I learnt from the 141 forum that a geometric progression can be represented as kyy, kxy, kxx where x > y and gcd(x, y) = 1

I wrote three nested loops for k, x and y which check whether kxx - 1, kxy - 1 and kyy - 1 are prime numbers.

My code contains a few optimizations:

- the loop nesting order x, k, y is roughly 30% faster than the more obvious x, y, k

- I deferred the gcd() test because of its slow modulo computations

- ... but early on do a quick bit test whether x and y are both even → because that implies gcd(x, y) > 1

## Note

You will find a little "debugging helper", too: I implemented a simple brute-force algorithm (see `bruteForce`

) which helped me

to locate two bugs I had in my first version of `count`

(which is the final/fast version).

# Interactive test

You can submit your own input to my program and it will be instantly processed at my server:

This is equivalent to`echo 100 | ./518`

Output:

*Note:* the original problem's input `100000000`

__cannot__ be entered

because just copying results is a soft skill reserved for idiots.

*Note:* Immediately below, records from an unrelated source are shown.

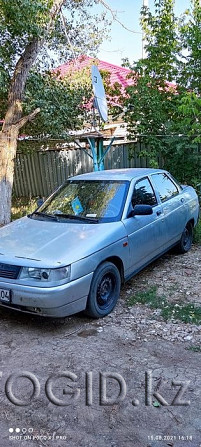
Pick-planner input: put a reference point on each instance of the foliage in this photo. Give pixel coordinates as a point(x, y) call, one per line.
point(60, 101)
point(163, 108)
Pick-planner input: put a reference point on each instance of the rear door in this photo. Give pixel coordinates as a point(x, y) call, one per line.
point(145, 233)
point(174, 206)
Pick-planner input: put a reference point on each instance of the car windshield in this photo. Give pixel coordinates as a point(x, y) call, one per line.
point(90, 199)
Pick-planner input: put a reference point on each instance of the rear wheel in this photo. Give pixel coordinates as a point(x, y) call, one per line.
point(186, 239)
point(104, 291)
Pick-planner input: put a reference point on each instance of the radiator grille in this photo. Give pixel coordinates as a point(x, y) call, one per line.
point(9, 271)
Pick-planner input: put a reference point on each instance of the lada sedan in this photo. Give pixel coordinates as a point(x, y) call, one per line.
point(93, 233)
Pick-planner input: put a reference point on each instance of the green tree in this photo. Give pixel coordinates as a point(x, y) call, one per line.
point(28, 30)
point(164, 104)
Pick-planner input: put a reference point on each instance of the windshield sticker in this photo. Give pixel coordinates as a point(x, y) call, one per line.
point(91, 215)
point(76, 205)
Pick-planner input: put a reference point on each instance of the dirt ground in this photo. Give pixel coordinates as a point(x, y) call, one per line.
point(70, 400)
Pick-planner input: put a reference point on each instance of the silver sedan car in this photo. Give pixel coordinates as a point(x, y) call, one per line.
point(93, 233)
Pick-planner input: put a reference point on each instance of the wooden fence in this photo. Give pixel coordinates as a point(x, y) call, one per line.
point(38, 173)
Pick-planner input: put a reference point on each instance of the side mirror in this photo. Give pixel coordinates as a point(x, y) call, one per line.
point(40, 202)
point(141, 210)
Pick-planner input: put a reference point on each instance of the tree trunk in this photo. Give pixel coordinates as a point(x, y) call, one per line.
point(8, 146)
point(13, 120)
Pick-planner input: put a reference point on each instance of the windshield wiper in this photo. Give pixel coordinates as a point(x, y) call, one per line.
point(77, 217)
point(39, 213)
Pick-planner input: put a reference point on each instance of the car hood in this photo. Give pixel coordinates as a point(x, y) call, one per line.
point(30, 242)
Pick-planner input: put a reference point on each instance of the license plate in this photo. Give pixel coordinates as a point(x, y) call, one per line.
point(5, 295)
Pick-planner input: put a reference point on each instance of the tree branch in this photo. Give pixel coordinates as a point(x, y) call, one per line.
point(114, 16)
point(27, 118)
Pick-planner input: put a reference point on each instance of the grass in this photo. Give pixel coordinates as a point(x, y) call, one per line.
point(187, 313)
point(197, 233)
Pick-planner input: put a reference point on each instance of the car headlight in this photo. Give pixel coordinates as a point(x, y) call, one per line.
point(39, 274)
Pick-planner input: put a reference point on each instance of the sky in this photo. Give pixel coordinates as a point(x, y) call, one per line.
point(124, 43)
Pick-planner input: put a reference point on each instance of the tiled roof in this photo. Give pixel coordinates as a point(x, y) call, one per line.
point(117, 73)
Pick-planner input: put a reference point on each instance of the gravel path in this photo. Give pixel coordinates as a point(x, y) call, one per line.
point(134, 343)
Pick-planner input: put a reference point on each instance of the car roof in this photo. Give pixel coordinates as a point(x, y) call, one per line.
point(116, 174)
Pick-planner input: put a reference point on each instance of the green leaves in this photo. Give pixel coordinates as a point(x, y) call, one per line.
point(60, 101)
point(164, 108)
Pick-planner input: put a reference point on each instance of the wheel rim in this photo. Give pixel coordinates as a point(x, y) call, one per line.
point(186, 238)
point(105, 291)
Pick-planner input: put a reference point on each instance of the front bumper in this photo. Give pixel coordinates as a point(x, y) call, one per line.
point(59, 301)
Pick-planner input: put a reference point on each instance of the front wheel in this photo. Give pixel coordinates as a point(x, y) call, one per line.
point(104, 291)
point(186, 239)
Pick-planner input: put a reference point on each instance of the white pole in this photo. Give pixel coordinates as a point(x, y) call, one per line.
point(145, 4)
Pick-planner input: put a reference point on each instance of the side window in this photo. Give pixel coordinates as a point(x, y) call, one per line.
point(165, 186)
point(143, 193)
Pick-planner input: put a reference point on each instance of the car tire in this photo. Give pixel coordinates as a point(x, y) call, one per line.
point(104, 291)
point(186, 239)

*(this interactive test is still under development, computations will be aborted after one second)*

# My code

… was written in C++11 and can be compiled with G++, Clang++, Visual C++. You can download it, too.

#include <iostream>
#include <vector>
#include <cmath>
// ---------- standard prime sieve from my toolbox ----------

// odd prime numbers are marked as "true" in a bitvector

std::vector<bool> sieve;
// return true, if x is a prime number

bool isPrime(unsigned int x)
{
// handle even numbers
if ((x & 1) == 0)
return x == 2;
// lookup for odd numbers
return sieve[x >> 1];
}
// find all prime numbers from 2 to size

void fillSieve(unsigned int size)
{
// store only odd numbers
const unsigned int half = (size >> 1) + 1;
// allocate memory
sieve.resize(half, true);
// 1 is not a prime number
sieve[0] = false;
// process all relevant prime factors
for (unsigned int i = 1; 2*i*i < half; i++)
// do we have a prime factor ?
if (sieve[i])
{
// mark all its multiples as false
unsigned int current = 3*i+1;
while (current < half)
{
sieve[current] = false;
current += 2*i+1;
}
}
}
// greatest common divisor

template <typename T>
T gcd(T a, T b)
{
while (a != 0)
{
T c = a;
a = b % a;
b = c;
}
return b;
}
// ---------- problem specific code ----------

// slow approach

unsigned long long bruteForce(unsigned int limit)
{
unsigned long long sum = 0;
// look for geometric progression a+1, b+1, c+1 where all three are prime numbers
// iterate over all prime numbers a and c where a < c
for (unsigned int a = 2; a < limit; a++)
{
if (!isPrime(a))
continue;
for (auto c = a + 4; c < limit; c++)
{
if (!isPrime(c))
continue;
// (b+1)^2 = (a+1) * (c+1)
auto b2 = (a + 1) * (c + 1);
unsigned int b = sqrt(b2);
if (b * b != b2)
continue;
b--;
// of course: b must be prime, too
if (!isPrime(b))
continue;
// found one more solution
std::cout << a << " " << b << " " << c << std::endl;
sum += a + b + c;
}
}
return sum;
}
// find triples k*x*x, k*x*y, k*y*y whose predecessors are prime

unsigned long long count(unsigned int limit)
{
unsigned long long sum = 0;
// I tried a few variations and the following order of loops turned out to be the fastest:
// x => k => y
// the more obvious order x => y => k is about 30% slower on my computer
for (unsigned int x = 2; x*x < limit; x++)
for (unsigned int k = 1; k*x*x < limit; k++)
{
auto a = k*x*x - 1;
if (!isPrime(a))
continue;
for (unsigned int y = 1; y < x; y++)
{
// performance tweak: if both x and y are even then the gcd() test will fail
if ((x & 1) == 0 && (y & 1) == 0)
y++;
auto b = k*x*y - 1;
auto c = k*y*y - 1;
if (!isPrime(b))
continue;
if (!isPrime(c))
continue;
// avoid duplicate solutions
if (gcd(x, y) > 1)
continue;
// note: I delayed this gcd() for performance reasons
// it's more "expensive" to check right after the beginning of the y-loop
// found one more solution
sum += a + b + c;
}
}
return sum;
}
int main()
{
unsigned int limit = 100000000;
std::cin >> limit;
fillSieve(limit);
//std::cout << bruteForce(limit) << std::endl;
std::cout << count(limit) << std::endl;
return 0;
}

This solution contains 26 empty lines, 30 comments and 3 preprocessor commands.

# Benchmark

The correct solution to the original Project Euler problem was found in 0.9 seconds on a Intel® Core™ i7-2600K CPU @ 3.40GHz.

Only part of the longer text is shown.